Universities in the US have Institutional Review Boards (IRBs) or ethics boards that ensure that the experiment follows ethical standards. These standards often depend on whether the researcher is following the regulations laid down in the relevant laws and guidelines in the country in which the experiment will be conducted.

For example, guidelines in many countries require that those on whom an experiment is conducted should be among those who would benefit from its policy implications. Or, that the researcher has to obtain informed consent from the participants. Geotagging of subjects, feeding tablets to children, asking subjects to view violent videos, monetary incentives for bribing public servants may not be permitted by guidelines.

By now, countries such as Kenya, Malawi, and many other poor countries have laws or regulations in place, and a regulatory body that requires researchers to register with it, and follow the guidelines in place for conducting experiments on human subjects.


Also read: UGC makes it mandatory for PhD students to learn about research ethics, plagiarism


India has guidelines for clinical trials, not for non-clinical ones

India was also a popular destination for biomedical and health trials. Then, in 2017, the country put in place ethical guidelines for biomedical and health research involving human participants that addressed concerns in subject areas where there was scanty guidance available, such as public health research, social behavioural research, or dealing with vulnerable populations.

The intent was to improve the conduct of biomedical research in India.

However, India has not yet brought in regulations about how RCTs should be conducted and kept in check. Experiments that are not possible to conduct in other countries are still done in India.

In the absence of a regulator or an institution that gives permissions for the experiment, the procedure typically requires approval from the university IRB to which the researcher is affiliated, but no one in India sees anything going on. The university IRB rules may require that country guidelines be followed, but if there are no country guidelines, universities are likely to be more lax. Experiments not allowed in the US are approved by IRBs for a country like India, because there is no law stating what isn’t allowed.

When the researcher comes to India, she does not require permission for the experiment. There is no mechanism for oversight. Often, consent is not taken from the subject; this violation is often not even recorded. It is not in the interests of governments and academia and funding agencies to protect the subjects from invasive experiments by researchers.

What India needs to do

India’s Parliament needs to enact a law and create a regulator and a framework for social science RCTs as well.
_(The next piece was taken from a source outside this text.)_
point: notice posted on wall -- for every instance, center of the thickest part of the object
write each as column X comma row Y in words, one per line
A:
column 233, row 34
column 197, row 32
An institution like the UGC, ICSSR or a similar body should be made responsible for preparing ethical guidelines for non-biomedical trials on human subjects, registering experiments conducted in India, and ensuring that they follow ethical guidelines.

High-quality journals and university departments and IRBs would not accept research that violates ethical guidelines. This would provide a framework to protect vulnerable populations from such research.

India has a large population of poor people, and after the Nobel Prize, organisations such as Banerjee and his partners’ Poverty Action Lab that conduct experiments on poor people will, no doubt, get a boost in both resources and interest. This would inevitably result in more experiments.

It is the job of the Indian legislature and government that the interests of the poor and vulnerable, on whom these experiments are conducted, are protected.


Also read: Why there are no magic bullets to stop GDP growth slide


The author is an economist and a professor at the National Institute of Public Finance and Policy. Views are personal.